If the soft/hard reset with the combination of being plugged into the charger doesn't work, you should probably call customer service.

Why do Kindles freeze up? I am sure there are many reasons but the most common seem to be: 1) letting the battery charge run down too low, so that there is not enough power to refresh the page; and 2) pushing too many buttons in quick succession, thus interfering with the memory.

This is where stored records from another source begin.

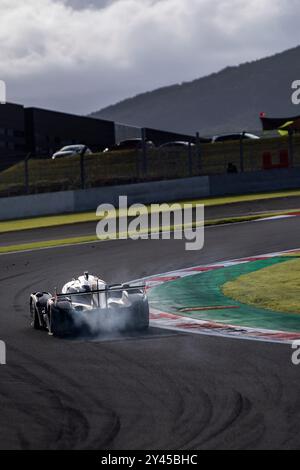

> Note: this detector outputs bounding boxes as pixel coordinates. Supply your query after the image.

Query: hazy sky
[0,0,300,114]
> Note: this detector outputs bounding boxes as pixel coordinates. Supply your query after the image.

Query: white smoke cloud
[0,0,300,113]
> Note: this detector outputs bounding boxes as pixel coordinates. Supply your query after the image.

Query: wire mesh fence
[0,135,300,197]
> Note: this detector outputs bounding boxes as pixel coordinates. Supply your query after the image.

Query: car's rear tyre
[32,308,42,330]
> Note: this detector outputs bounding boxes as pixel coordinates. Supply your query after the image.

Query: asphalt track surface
[0,218,300,450]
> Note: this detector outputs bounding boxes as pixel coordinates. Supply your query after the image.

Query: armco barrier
[0,168,300,220]
[209,168,300,196]
[0,176,209,220]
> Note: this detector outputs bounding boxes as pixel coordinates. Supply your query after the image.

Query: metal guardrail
[0,135,300,197]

The Kindle also indexes the books that are loaded onto it, so that the search function will work properly. If you have downloaded a lot of books or a very large book and you interrupt the Kindle is in the process of indexing, that might cause it to freeze.


----------



## lauraj (Jun 6, 2009)

Thanks - i guess that's a yes. The kindle was off when it fell, so I didn't know if I should turn it on (it didn't say in the user's guide that came with it either).


----------



## intinst (Dec 23, 2008)

I am sorry, yes it should be on.


----------



## drenee (Nov 11, 2008)

lauraj, sorry to hear about your problem.  
Welcome to the Boards.  I hope your K1 is okay this morning.  Let us know.
deb


----------



## lauraj (Jun 6, 2009)

The hard reset with it plugged in and turned on didn't work, so I did a hard reset with it unplugged and turned on, and wiggled the battery around a bit. It's working now! Thanks so much for the help.


----------



## intinst (Dec 23, 2008)

Doesn't sound like I was much help, you fixed it. I will file that away for future reference. Glad it is working.


----------



## marianneg (Nov 4, 2008)

lauraj said:


> wiggled the battery around a bit


That might have been your problem - the battery connector might have been disconnected, or just barely connecting.


----------



## kevindorsey (Mar 4, 2009)

Looks like the battery is busted?


----------



## marianneg (Nov 4, 2008)

kevindorsey said:


> Looks like the battery is busted?


Why on earth would you say that if it is working now?


----------